In June 2018, Fraunhofer HHI together with Studio Babelsberg, ARRI, UFA, and Interlake founded the joint venture Volucap GmbH and opened a commercial volumetric video studio on the film campus of Potsdam Babelsberg. After a testing phase, commercial productions started in November 2018. The core technology for volumetric video production is 3D Human Body Reconstruction (3DHBR), developed by Fraunhofer HHI. This technology captures real persons with our novel volumetric capture system and creates naturally moving dynamic 3D models, which can then be observed from arbitrary viewpoints in a virtual or augmented environment. Thanks to a large number of test productions and new requirements from customers, several lessons have been learnt during the first year of commercial activity. The processing workflow for capture and production of volumetric video has been continuously evolved and novel processing modules and modifications in the workflow have been introduced.

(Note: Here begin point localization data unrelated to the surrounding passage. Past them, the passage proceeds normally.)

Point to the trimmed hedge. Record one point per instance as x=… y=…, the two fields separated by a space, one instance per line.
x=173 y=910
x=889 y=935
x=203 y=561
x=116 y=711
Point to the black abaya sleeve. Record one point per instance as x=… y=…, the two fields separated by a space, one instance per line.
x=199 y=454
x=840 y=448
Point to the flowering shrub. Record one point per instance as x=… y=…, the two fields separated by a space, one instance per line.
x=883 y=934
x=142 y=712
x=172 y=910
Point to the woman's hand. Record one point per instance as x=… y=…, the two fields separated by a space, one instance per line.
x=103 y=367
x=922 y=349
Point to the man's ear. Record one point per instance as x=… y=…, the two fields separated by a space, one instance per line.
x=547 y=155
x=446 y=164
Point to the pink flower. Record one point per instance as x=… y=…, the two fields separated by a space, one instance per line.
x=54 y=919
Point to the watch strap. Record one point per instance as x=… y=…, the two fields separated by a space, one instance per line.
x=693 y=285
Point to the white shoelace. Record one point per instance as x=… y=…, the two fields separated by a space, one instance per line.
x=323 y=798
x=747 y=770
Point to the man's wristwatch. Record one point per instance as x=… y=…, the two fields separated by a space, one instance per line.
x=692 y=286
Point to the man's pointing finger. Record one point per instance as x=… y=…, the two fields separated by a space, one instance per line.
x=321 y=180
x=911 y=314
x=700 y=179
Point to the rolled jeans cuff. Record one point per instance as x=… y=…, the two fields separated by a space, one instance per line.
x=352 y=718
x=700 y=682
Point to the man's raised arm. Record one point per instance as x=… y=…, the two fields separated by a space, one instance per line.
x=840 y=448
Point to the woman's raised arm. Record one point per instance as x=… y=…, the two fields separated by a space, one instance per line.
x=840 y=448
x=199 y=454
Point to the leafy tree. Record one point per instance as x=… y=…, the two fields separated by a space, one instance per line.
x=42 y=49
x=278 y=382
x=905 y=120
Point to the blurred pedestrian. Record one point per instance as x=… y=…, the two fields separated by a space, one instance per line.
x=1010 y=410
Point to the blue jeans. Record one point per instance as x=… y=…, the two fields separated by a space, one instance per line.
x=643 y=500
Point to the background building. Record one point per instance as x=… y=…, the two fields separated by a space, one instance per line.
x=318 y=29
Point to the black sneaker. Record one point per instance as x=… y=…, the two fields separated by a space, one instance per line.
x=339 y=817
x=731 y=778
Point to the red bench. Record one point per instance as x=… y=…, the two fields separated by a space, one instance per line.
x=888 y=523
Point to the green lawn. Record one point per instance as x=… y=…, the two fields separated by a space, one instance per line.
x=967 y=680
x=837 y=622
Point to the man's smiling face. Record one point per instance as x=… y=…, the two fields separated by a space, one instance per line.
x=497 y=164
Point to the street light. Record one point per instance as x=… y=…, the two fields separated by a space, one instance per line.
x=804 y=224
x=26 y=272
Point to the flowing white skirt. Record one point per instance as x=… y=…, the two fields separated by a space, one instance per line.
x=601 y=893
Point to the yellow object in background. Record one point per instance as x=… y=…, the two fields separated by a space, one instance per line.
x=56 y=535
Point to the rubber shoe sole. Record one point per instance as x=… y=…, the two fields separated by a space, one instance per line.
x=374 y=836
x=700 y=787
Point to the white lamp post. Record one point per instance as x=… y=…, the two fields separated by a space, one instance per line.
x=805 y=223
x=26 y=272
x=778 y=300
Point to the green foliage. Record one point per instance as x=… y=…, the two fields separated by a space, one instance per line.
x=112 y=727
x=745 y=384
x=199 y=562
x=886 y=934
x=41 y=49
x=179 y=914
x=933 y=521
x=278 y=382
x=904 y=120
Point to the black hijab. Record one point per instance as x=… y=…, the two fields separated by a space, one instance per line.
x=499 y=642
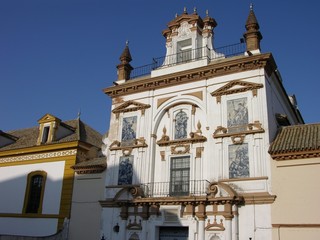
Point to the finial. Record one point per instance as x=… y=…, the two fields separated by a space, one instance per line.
x=79 y=113
x=185 y=10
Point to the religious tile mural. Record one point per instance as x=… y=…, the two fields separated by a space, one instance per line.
x=125 y=170
x=181 y=123
x=237 y=113
x=129 y=128
x=238 y=161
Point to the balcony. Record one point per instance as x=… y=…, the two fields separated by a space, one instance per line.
x=175 y=189
x=189 y=56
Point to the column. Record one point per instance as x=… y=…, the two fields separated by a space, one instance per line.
x=201 y=224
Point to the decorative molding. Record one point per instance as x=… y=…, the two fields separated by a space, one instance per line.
x=295 y=155
x=196 y=94
x=39 y=156
x=250 y=128
x=130 y=106
x=163 y=155
x=229 y=66
x=199 y=151
x=237 y=139
x=162 y=100
x=236 y=86
x=215 y=226
x=180 y=149
x=136 y=143
x=165 y=141
x=134 y=225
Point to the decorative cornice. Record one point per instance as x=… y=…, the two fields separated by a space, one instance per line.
x=130 y=106
x=136 y=143
x=251 y=128
x=233 y=87
x=37 y=156
x=215 y=226
x=228 y=66
x=295 y=155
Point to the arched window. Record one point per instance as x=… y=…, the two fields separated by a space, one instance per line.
x=34 y=192
x=181 y=122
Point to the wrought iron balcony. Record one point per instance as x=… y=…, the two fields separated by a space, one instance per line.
x=189 y=56
x=176 y=188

In this paper, some recent developments of the professional volumetric video production workflow are presented. After an overview description of the capture system and the production workflow, several enhancements of the workflow are presented resulting from the experiences gathered after one year of commercial production.
Capture system overview
The capture system consists of an integrated multi-camera and lighting system for full 360-degree acquisition. A cylindrical studio has been set up with a diameter of 6m and height of 4m. It is equipped with 32 20MPixel cameras arranged in 16 stereo pairs. The system completely relies on a vision-based stereo approach for multiview 3D reconstruction and does not require separate 3D sensors. 220 ARRI SkyPanels are mounted behind a diffusing tissue to allow for arbitrarily lit background and different lighting scenarios. This combination of integrated lighting and background is unique. All other currently existing volumetric video studios rely on green screen and directed light from discrete directions, such as the Mixed Reality Studio by Microsoft and the studio by 8i.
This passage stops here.